Interventions for people presenting to emergency departments with a mental health problem: a systematic scoping review

Dr. AmyNB Johnston1,2,3, Ms Melinda  Spencer4, Prof Marianne Wallis4,5, Prof Stuart Kinner6,7, Dr Marc Broadbent5, Dr Jesse Young6,7,8,9, Prof Ed Heffernan10, Prof Gerry Fitzgerald11, Dr Emma Bosley12, Prof Gerben Keijzers2,13,14, Prof Paul Scuffham4, Dr Ping Zhang4, Prof Melinda Martin-Khan15, Prof Julia Crilly2,4

1Princess Alexandra Hospital, Department Of Emergency Medicine And Sonmsw University Of Queensland, Brisbane Woolloongabba, AUSTRALIA, 2Gold Coast Health, Department of Emergency Medicine, Southport, AUSTRALIA, 3University of Queensland, Brisbane Woolloongabba, AUSTRALIA, 4Griffith University, Menzies Health Institute Queensland, Gold Coast, AUSTRALIA, 5University of the Sunshine Coast, Sunshine Coast Health Institute, Sippy Downs, AUSTRALIA, 6Murdoch Children’s Research Institute, Centre for Adolescent Health, Melbourne, AUSTRALIA, 7University of Melbourne, Centre for Health Equity, Melbourne School of Population and Global Health, Melbourne, Parkville, AUSTRALIA, 8University of Western Australia, Centre for Health Services Research, School of Population and Global Health, Perth, AUSTRALIA, 9Curtin University, National Drug Research Institute, Perth, AUSTRALIA, 10Queensland Centre for Mental Health Research, Queensland Forensic Mental Health Services, Brisbane, Wacol, Australia, 11Queensland University of Technology, School of Public Health and Social Work, Brisbane, Kelvin Grove, Australia, 12Emergency Services Complex, Queensland Ambulance Service, Brisbane, Kedron, Australia, 13Griffith University, School of Medicine, Gold Coast, Australia, 14Bond University, School of Medicine, Gold Coast, Australia, 15University of Queensland, Centre for Health Services Research, Brisbane, Woolloongabba, Australia

Nearly half (45%) of Australians aged 16-85 will experience a common mental disorder in their lifetime[1], and a proportion of these will present to emergency departments (EDs) with mental health problems (MHP). To enhance and promote the delivery of safe and efficient healthcare, it is important to understand what interventions can be effectively delivered in the ED for adults presenting with MHP, to improve health and social outcomes for this vulnerable group.

This scoping review aimed to identify and evaluate current research on interventions delivered or initiated in the ED for people presenting with a MHP.

A systematic search of eight databases using search terms relating to ED, mental health, psyc*, and interventions, with additional reference chaining, was undertaken. For included studies, the level of evidence was assessed using the NHMRC research guidelines and existing knowledge was synthesised to map key concepts and identify current research gaps.

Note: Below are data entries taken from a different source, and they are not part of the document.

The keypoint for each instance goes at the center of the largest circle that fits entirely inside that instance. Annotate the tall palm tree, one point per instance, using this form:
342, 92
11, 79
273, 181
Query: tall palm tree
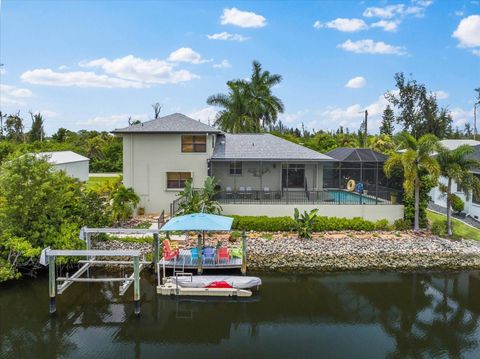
235, 117
264, 105
415, 159
457, 165
250, 105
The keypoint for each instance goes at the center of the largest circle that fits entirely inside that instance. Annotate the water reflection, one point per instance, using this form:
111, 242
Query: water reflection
362, 315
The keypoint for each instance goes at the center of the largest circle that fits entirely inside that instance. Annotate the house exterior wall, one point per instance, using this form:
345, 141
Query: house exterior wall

A total of 277 papers met the inclusion criteria. The interventions identified were grouped thematically into seven domains by consolidating the wide range of primary intervention types examined. These seven domains included pharmacological (n=43), psychological/behavioural (n=25), triage/assessment/screening (n=28), educational/informational (n=12), case management (n=28), referral/follow-up (n=36), and mixed interventions (n=105). There was large heterogeneity in the quality of evidence within each domain. Interventions were focused on either staff, patient, or institutional level processes. Few studies focused on multiple level processes (n=64) and/or included the patient’s family (n=1). The effectiveness of interventions varied. There is considerable, yet disconnected, evidence regarding ED interventions to support people with MHP. The unique care requirements for these patients contributes to the variety of interventions used. The lack of inclusion of carers, and a lack of coherent, integrated, multifaceted, person-centred interventions, are important barriers to providing effective care for this vulnerable population who present to the ED.

[1].Available from:


Dr Amy Johnston currently holds a conjoint position between Metro South Hospital & Health Service, Department of Emergency Medicine (based at Princess Alexandra hospital) and the School of Nursing, Midwifery and Social Work, University of Queensland. For the past 5 years she has worked across the academic and ED healthcare environments to conduct her own research as well as supporting clinicians, particularly nurses, to develop the skills and confidence to participate in and conduct research projects relevant to their clinical work. She has a heartfelt and passionate commitment to evidence-based practice in emergency departments and to helping clinicians describe and evaluate the amazing innovations they implement. Her wide experience has helped her develop a broadening national and international profile. She has co-authored in excess of 80 publications and supported 3 PhD candidates to completion with another 7 currently working towards their PhD qualifications. Her H-index is 17 (Scopus), google scholar is 21, with i10 index of 27.